Mao and Robock (1995) Mao, Jianping and Alan Robock, 1995: Report of AMIP Diagnostic Subproject 19, Part 2: The surface air temperature record in the AMIP simulations and the influence of El Chichón. Proceedings of the First International AMIP Scientific Conference, WCRP-92, WMO/TD-No. 732, W. L. Gates, Ed., (World Climate Research Programme, Geneva), 471-476.

ABSTRACT:

We have examined the AMIP model output to investigate the impact of the April 1982 El Chichón volcanic eruption on surface air temperature. First we compared the temperature fields of the 28 available models to each other and found that 3 had serious errors. By comparing the average of the 25 remaining models to the surface temperature observations, we found that the model-average temperatures over the oceans are too cold for the first 3 years, a consequence of the sea surface temperature (SST) specification at high latitudes of climatology rather than observations.
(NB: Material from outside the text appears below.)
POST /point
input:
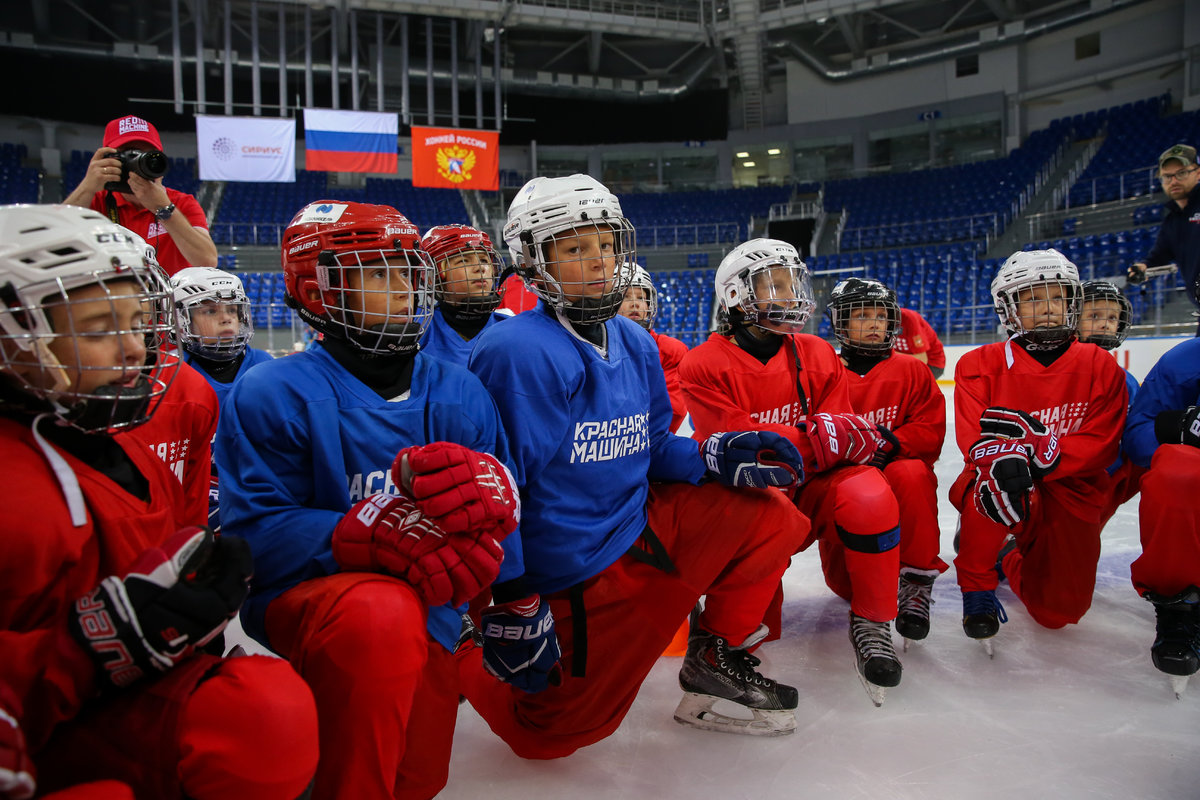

Even though the SST fields are specified from observations in the AMIP experiment, and SSTs were influenced by the El Chichón aerosols, there is a lag for the oceans to respond. The model- average temperatures over land are higher than observations during 1982, a signal of the cooling due to El Chichón, and this difference lasts for almost a year. The Northern Hemisphere winters over land exhibit large differences between the model average and the observations. In particular, 1980-81 was much warmer than the models, and 1981-82 and 1984-85 were much colder, suggesting that part of this winter variability is chaotic and produced by internal atmospheric dynamics-not forced by global SST patterns. The winters of 1982-82 and 1986-87, however, show warming patterns over northwestern North America due to the El Niños those years, and these patterns are simulated by most of the models. By choosing the models with the best El Niño simulation, and comparing their simulations to the observations, we delineate a clear winter warming pattern over North America and Eurasia in the winter of 1982-83 which agrees with previous observational, theoretical, and climate model simulations of a pattern forced by the volcanic eruption as distinct from El Niño.